Myasthenia gravis, also called acquired myasthenia gravis, is a rare autoimmune disease that affects neuromuscular junctions. It causes muscle weakness which worsens with physical effort. Women are generally more affected than men.
Symptoms vary a lot from patient to patient, and as the disease progresses. This condition is characterised by episodes of exacerbation followed by periods of remission.
Certain factors can trigger a flare-up: weather changes (heat waves, extreme cold, humidity, etc.), or periods of stress or emotional breakdown (bereavement, divorce, pregnancy, etc.).
In general, muscle weakness is aggravated during a physical effort. Women can find their symptoms get worse during their period.
Different forms of myasthenia gravis exist: the symptoms can be systemic, or they can affect only certain muscles (of the eyes, throat, face).
The most dangerous form is the one affecting lung muscles, as it can cause respiratory failure. In this case the patient requires urgent care.
Note that as the muscles of the heart, intestine, blood vessels and genitourinary system function differently, they can never become affected by myasthenia gravis.
Causes and risk factors
Myasthenia gravis is an autoimmune disease caused by the immune system malfunction. The immune system produces antibodies that attack the neuromuscular junctions. The origin of this disruption is unknown.
Myasthenia gravis can occur at any age; the onset is usually between ages 20 and 40.
Diagnosis can be made difficult by the fluctuation of symptoms over time.
Different tests can be performed to establish the diagnosis of myasthenia gravis:
- Physical tests to assess muscle strength,
- An electromyogram (EMG), which measures the electrical activity of nerves and reveals a potential dysfunction in communication between nerves and muscles. It allows to confirm the diagnosis,
- Blood tests to check for anti-acetylcholine receptor antibodies. Such tests are not carried out for diagnostic purposes, as patients with myasthenia gravis may not develop antibodies of this type, but they constitute an additional element that can help establish the diagnosis in case these antibodies are present,
- An abnormality of the thymus (a gland located behind the breastbone) is also often associated with myasthenia gravis: its volume tends to increase in patients affected by the disease. The thymus plays a role in the body’s defense mechanisms.
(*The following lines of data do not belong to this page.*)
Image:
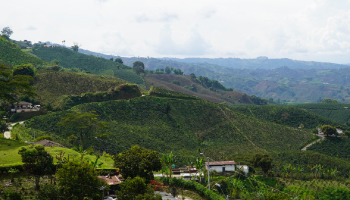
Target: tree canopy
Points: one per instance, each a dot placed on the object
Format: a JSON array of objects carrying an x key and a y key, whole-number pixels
[
  {"x": 14, "y": 85},
  {"x": 24, "y": 69},
  {"x": 138, "y": 67},
  {"x": 79, "y": 180},
  {"x": 37, "y": 161},
  {"x": 86, "y": 125},
  {"x": 138, "y": 161},
  {"x": 7, "y": 32}
]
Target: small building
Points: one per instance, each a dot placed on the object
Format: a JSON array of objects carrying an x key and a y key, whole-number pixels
[
  {"x": 221, "y": 166},
  {"x": 23, "y": 106},
  {"x": 113, "y": 180},
  {"x": 49, "y": 143}
]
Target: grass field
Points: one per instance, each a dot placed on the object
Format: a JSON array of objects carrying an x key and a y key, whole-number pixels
[{"x": 9, "y": 154}]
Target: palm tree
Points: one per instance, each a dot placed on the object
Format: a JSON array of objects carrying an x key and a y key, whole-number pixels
[
  {"x": 199, "y": 163},
  {"x": 190, "y": 162},
  {"x": 169, "y": 160},
  {"x": 83, "y": 152}
]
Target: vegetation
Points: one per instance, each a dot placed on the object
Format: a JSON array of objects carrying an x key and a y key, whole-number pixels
[
  {"x": 36, "y": 161},
  {"x": 88, "y": 63},
  {"x": 136, "y": 188},
  {"x": 286, "y": 115},
  {"x": 11, "y": 53},
  {"x": 79, "y": 180},
  {"x": 138, "y": 161},
  {"x": 178, "y": 125}
]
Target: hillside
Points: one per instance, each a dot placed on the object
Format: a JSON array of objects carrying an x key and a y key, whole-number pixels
[
  {"x": 12, "y": 54},
  {"x": 336, "y": 147},
  {"x": 335, "y": 111},
  {"x": 61, "y": 89},
  {"x": 9, "y": 154},
  {"x": 178, "y": 125},
  {"x": 186, "y": 85},
  {"x": 286, "y": 115},
  {"x": 281, "y": 82},
  {"x": 89, "y": 63}
]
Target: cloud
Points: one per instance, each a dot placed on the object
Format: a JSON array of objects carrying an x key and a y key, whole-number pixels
[
  {"x": 208, "y": 13},
  {"x": 195, "y": 45},
  {"x": 164, "y": 17},
  {"x": 31, "y": 28}
]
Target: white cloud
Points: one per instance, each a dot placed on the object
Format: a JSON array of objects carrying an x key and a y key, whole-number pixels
[{"x": 297, "y": 29}]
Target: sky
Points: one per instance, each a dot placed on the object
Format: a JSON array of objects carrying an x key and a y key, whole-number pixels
[{"x": 311, "y": 30}]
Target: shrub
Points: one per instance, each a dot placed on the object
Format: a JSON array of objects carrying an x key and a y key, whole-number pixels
[{"x": 45, "y": 137}]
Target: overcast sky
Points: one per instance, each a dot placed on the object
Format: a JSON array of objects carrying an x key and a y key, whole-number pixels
[{"x": 317, "y": 30}]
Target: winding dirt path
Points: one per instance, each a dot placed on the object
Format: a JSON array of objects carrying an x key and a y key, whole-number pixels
[
  {"x": 7, "y": 134},
  {"x": 321, "y": 137}
]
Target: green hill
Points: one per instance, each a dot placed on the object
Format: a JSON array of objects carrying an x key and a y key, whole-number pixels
[
  {"x": 178, "y": 125},
  {"x": 97, "y": 65},
  {"x": 10, "y": 53},
  {"x": 63, "y": 90},
  {"x": 286, "y": 115},
  {"x": 185, "y": 85},
  {"x": 9, "y": 154},
  {"x": 335, "y": 111},
  {"x": 336, "y": 147}
]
Drug treatments are mostly used for this condition.
Antibodies produced by the immune system mainly target an acetylcholine receptor (a molecule found between the nerve and the muscle, which allows information to be passed from one to another). One of the treatment types aims at improving communication between the nerve and the muscle: these drugs are called anticholinesterase inhibitors.
It is also possible to use corticosteroids, immunosuppressants or even monoclonal antibodies (rituximab) to regulate the immune system. For the same purpose, it is possible to set up immunoglobulin therapy or therapeutic plasma exchange (plasmapheresis).
If the size of the thymus increases, surgery may be performed to remove it.
Physiotherapy sessions can help the patient relax the muscles and learn to recognize and accept his or her limits.
Living with the disease
Regular follow-up visits are compulsory. It is necessary to inform all your healthcare professionals about your diagnosis because certain drugs, such as beta-blockers or certain antibiotics can destabilise the disease and worsen the symptoms.
When the disease is well managed, it is quite possible that the symptoms reduce, or that the disease goes into remission, more or less prolonged.
Thanks to the treatments available today, more and more people with myasthenia gravis are able to continue working.